Light as a Spatial Tool in an Urban Context

Previous posts have discussed how light within a building’s interior acts as both a functional and wayfinding element. Can we also apply these functions of lighting to exterior environments? Is it possible to emphasize and distinguish between places of interest with lighting? How can you preserve a sense of spatial hierarchy between zones within the same lighting system? This post explores the role that lighting plays in a wider urban context and how it encourages the use of various spatial environments.

On a local scale, lighting provides a quick, visual indicator of epicentres of activity such as building entrances, pedestrian walkaways and plazas. These focal points vary depending on the situation in which the lighting system is operative, but usually align with the main function of the area that they occupy. In these situations, light serves as both a suggestive tool that influences the flow of pedestrian traffic as well as a wayfinding solution.

In the case of The Singapore University of Technology and Design, the luminosity levels of outdoor lighting elements vary in a controlled manner in order to form different zones and functions within the space. The varied intensity of light creates a spatial hierarchy that distinguishes each individual area, with a select few focal points. The illumination of the building entrances is twice as great as their surrounding elements, whilst dimly lit landscape features prevent distraction from the main centres of activity.
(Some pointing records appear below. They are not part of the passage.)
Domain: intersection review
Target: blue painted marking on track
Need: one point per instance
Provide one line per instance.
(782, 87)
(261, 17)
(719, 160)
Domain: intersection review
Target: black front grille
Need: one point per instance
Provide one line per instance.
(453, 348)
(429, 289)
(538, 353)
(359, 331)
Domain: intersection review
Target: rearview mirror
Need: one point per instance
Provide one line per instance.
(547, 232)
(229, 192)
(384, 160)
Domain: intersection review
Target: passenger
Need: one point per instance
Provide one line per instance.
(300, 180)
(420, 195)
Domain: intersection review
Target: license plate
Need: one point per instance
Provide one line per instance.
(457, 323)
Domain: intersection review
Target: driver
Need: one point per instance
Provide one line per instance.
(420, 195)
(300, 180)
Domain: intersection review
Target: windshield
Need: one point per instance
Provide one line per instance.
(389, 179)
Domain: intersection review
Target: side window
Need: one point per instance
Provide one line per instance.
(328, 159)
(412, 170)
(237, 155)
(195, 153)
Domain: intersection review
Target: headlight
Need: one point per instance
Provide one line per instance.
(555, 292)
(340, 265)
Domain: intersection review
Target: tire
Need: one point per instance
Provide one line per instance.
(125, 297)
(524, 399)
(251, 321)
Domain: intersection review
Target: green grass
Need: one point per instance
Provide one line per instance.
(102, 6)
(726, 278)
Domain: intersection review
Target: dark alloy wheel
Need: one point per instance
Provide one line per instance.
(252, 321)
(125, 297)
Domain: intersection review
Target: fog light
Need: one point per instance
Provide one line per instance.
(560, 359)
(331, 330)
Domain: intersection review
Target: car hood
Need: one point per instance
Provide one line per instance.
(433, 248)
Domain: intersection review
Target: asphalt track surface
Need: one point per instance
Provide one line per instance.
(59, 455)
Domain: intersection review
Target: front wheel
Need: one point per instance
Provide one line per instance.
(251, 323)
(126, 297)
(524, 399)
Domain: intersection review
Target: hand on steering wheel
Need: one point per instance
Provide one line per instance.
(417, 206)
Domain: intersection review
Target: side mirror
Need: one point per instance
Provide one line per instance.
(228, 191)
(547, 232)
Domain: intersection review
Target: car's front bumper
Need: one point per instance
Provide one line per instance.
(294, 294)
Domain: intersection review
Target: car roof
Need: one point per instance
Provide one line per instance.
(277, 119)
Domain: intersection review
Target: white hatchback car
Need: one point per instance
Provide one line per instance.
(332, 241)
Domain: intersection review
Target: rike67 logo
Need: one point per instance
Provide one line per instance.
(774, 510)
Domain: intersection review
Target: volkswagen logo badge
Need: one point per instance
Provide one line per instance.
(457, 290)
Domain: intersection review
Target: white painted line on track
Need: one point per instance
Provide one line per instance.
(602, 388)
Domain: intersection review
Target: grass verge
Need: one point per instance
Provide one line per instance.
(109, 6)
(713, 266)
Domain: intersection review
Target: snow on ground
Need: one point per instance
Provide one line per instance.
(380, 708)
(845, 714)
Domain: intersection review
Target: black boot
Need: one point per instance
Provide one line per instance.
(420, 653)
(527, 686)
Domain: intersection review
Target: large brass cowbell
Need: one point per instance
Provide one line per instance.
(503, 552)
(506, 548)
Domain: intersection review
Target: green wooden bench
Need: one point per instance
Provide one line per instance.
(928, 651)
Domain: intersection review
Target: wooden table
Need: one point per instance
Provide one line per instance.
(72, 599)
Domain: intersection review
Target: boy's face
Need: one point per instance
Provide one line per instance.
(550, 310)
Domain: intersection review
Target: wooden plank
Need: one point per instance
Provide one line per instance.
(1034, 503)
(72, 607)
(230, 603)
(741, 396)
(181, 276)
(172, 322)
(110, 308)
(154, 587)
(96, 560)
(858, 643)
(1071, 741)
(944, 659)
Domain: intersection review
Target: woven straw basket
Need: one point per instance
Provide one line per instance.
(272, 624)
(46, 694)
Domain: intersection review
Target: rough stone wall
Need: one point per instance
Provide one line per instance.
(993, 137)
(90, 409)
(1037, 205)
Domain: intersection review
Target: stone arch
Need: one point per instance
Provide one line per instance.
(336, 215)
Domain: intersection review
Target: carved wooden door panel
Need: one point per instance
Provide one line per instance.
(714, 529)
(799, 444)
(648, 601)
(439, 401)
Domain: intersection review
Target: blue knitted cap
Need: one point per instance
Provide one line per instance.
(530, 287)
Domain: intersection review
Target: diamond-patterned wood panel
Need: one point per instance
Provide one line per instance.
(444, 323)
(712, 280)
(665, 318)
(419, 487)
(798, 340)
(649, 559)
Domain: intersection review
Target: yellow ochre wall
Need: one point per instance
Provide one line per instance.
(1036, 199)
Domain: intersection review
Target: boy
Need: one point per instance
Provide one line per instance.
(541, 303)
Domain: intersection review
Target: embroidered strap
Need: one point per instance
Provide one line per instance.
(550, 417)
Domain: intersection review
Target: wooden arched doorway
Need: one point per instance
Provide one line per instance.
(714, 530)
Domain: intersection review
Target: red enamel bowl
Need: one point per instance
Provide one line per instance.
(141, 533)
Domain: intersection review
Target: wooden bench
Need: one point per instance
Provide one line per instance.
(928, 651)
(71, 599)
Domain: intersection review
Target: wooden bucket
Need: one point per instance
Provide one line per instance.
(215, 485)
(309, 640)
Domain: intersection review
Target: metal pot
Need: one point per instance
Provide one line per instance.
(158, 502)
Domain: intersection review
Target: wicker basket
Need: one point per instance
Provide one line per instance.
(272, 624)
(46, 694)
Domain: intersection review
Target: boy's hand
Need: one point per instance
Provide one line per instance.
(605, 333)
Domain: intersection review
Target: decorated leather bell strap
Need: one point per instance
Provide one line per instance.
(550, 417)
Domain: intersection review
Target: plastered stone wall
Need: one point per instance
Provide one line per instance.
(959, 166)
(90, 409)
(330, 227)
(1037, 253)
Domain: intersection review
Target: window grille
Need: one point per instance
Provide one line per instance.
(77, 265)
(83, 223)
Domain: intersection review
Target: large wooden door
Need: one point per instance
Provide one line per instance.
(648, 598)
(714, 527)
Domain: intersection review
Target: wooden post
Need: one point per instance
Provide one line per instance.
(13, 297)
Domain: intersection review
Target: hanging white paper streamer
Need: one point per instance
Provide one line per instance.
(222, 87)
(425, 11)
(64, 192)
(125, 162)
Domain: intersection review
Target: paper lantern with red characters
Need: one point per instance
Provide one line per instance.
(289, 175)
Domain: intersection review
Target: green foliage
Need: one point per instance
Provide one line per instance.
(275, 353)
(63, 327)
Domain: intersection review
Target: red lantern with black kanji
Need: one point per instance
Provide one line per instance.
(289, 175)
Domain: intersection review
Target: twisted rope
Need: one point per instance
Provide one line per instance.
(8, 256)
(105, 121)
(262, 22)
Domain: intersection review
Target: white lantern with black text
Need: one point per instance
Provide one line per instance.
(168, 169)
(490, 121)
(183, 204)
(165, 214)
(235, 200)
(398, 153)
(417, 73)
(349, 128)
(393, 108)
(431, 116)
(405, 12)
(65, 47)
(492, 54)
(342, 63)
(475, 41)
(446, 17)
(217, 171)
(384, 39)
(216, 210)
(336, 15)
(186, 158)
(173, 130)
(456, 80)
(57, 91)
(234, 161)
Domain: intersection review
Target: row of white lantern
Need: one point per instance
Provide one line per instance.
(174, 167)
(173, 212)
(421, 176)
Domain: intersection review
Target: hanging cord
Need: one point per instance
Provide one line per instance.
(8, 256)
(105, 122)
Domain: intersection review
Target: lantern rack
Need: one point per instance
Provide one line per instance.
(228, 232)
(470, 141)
This is an example of a function-centric, cohesive lighting system.

The proposals for the Qatar Integrated Railway Project exterior lighting strategy show the dynamic potential for different lighting plans within the same physical space. Increased levels of luminescence highlight pedestrian routes, and social, more personal spaces develop under canopies, near trees and with lower lighting levels.

These examples both exist within relatively small-scale, controlled areas. On a citywide scale, the opportunities for light as a spatial tool become far more diverse and interesting.

Aerial images of cities at night provide an indication of where the major hotspots of activity are situated through light density – usually landmarks, social areas and public infrastructure are among the most visible. If you were in an unfamiliar city at night, you would head towards the brightest areas you could find, as these are likely to be the busiest. The above examples show how variations in light levels can create routes on a small scale. If these suggestive qualities of lighting can be scaled up to a degree that influences people’s wayfinding decisions on a city-wide basis, then a whole range of potential applications open up. Perhaps a future system of urban street lighting would have the ability to avoid pedestrian congestion in busy city centres through redirection towards lesser-known routes.